Low self-esteem is often linked with feeling incompetent or inadequate. When we feel like we aren’t able to accomplish much we often lose motivation to do the things that are important to us. For example, applying for jobs, going to the gym, or finishing a degree, may be a struggle when our lack of self-esteem gets in the way. If you believe that you or somebody else is struggling with low self-esteem, the following tips may help you move away from feelings of inadequacy and closer towards self-confidence and self-love.
Have you ever felt upset when your vision of something didn’t go as planned? Not getting an A on an exam or struggling to finish a paper overnight might bring you down. It might help to learn that often, when we don’t manage the tasks that we thought we could, chances are that we had unrealistic expectations of ourselves. Having unrealistic expectations threatens our self-esteem because whenever we don’t accomplish something we feel let down. In the future, remember to make your goals small, realistic, and measurable so that you can feel good about yourself once you accomplish them.
Perhaps some of you may be asking yourself “How can I associate mistakes with kindness?” You may have been brought up to believe that mistakes are “bad” and that they should not happen. The truth is, making mistakes is something that we all have in common. Mistakes actually help us excel in life because often, we learn from them. Mistakes help us realize that there are areas for improvement, and so, in a strange way, we can be thankful for them because without mistakes, it’s harder to experience change and growth. Therefore, rather than beating yourself up with negative self-talk when making a mistake, you could be kind yourself by asking “What have I learned from this?” or “What has this experience taught me?”” Initially, you may struggle to view your mistakes through a positive lens but with practice, you may realize that the more you perceive your mistakes as an opportunity for growth, the less likely you are to judge yourself, which in turn, boosts your self-esteem.

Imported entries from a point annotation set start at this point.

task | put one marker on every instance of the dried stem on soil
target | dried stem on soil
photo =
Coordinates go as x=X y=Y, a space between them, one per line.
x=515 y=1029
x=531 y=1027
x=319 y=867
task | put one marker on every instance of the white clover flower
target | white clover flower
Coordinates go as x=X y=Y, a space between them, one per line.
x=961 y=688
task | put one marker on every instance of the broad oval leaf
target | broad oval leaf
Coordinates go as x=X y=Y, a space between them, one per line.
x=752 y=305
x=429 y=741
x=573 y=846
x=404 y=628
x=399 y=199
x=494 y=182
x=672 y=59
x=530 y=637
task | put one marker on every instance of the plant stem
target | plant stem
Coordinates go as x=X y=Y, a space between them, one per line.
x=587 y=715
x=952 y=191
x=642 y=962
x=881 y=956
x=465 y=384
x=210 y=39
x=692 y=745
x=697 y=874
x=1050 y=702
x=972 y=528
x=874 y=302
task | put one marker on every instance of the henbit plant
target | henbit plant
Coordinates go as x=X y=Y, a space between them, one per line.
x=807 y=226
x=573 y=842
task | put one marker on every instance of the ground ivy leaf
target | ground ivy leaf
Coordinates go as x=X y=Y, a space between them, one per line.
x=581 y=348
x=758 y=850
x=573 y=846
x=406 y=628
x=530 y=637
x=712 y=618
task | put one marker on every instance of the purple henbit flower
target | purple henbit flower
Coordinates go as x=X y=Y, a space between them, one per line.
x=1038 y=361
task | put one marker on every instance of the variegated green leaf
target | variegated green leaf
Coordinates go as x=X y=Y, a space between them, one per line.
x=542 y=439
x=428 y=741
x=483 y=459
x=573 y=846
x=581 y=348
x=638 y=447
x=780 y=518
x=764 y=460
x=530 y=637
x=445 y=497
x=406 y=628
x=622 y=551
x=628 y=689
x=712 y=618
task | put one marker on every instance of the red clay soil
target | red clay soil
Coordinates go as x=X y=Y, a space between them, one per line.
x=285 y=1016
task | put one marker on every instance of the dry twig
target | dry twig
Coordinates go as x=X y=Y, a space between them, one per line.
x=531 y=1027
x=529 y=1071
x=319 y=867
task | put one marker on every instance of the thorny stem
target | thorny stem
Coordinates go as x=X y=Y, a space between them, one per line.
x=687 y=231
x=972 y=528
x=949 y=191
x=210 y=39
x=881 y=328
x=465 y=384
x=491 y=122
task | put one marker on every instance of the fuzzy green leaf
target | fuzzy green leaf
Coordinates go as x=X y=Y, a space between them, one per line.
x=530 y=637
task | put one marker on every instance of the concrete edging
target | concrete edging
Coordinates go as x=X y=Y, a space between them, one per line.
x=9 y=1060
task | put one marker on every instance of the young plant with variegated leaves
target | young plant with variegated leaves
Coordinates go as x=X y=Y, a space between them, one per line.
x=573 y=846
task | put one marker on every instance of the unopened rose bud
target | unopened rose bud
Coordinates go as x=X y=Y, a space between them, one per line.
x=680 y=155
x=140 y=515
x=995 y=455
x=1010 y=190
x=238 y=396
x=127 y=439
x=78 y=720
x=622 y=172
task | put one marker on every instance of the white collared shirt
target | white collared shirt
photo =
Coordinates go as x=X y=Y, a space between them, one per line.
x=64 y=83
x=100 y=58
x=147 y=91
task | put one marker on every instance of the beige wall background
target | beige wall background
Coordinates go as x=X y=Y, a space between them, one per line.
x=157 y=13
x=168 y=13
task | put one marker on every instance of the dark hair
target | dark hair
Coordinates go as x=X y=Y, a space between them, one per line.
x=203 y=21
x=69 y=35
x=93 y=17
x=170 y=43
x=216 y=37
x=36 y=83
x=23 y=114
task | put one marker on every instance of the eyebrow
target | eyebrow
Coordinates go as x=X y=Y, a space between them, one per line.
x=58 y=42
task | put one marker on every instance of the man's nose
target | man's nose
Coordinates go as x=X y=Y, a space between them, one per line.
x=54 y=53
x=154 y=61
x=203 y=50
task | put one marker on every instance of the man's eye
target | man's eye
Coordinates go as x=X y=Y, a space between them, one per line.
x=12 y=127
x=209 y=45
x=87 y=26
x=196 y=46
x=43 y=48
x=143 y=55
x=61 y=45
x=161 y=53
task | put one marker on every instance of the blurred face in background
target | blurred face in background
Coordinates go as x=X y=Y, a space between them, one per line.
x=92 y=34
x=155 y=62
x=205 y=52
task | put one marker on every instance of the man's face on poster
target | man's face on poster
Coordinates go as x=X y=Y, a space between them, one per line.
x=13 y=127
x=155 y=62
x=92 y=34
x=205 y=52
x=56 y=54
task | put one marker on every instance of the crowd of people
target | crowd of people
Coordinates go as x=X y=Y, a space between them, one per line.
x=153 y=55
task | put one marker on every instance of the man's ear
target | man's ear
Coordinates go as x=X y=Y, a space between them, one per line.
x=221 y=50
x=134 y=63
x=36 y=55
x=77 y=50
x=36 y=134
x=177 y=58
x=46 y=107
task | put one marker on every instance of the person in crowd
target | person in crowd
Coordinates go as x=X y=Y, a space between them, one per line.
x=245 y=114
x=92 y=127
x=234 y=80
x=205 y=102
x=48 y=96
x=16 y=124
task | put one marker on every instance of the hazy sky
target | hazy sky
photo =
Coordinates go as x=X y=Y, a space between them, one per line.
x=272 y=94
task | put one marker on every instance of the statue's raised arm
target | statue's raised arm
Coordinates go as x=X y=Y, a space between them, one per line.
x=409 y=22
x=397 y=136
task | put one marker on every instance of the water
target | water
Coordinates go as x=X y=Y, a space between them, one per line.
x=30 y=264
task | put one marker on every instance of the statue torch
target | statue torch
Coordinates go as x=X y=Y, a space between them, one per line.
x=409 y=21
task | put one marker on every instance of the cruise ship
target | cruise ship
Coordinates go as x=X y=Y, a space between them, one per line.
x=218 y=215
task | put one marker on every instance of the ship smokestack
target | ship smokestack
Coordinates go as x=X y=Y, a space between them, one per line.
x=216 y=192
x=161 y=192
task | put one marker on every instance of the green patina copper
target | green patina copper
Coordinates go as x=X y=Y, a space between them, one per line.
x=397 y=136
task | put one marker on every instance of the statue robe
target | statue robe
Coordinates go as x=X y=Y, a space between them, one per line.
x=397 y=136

The way we view ourselves is largely linked to our social environment. When friends appreciate our good qualities and enjoy spending time with us, we feel good about ourselves. Sometimes our friends help us see positive qualities that would have gone unnoticed without them. Good social company can be very therapeutic due to viewing ourselves through a more accurate lens. Often people with low self-esteem have a distorted self-image by noticing only areas for improvement. Their strengths go unnoticed. With the right type of crowd they may acknowledge their strengths, which is largely responsible for boosting self-esteem and self-worth.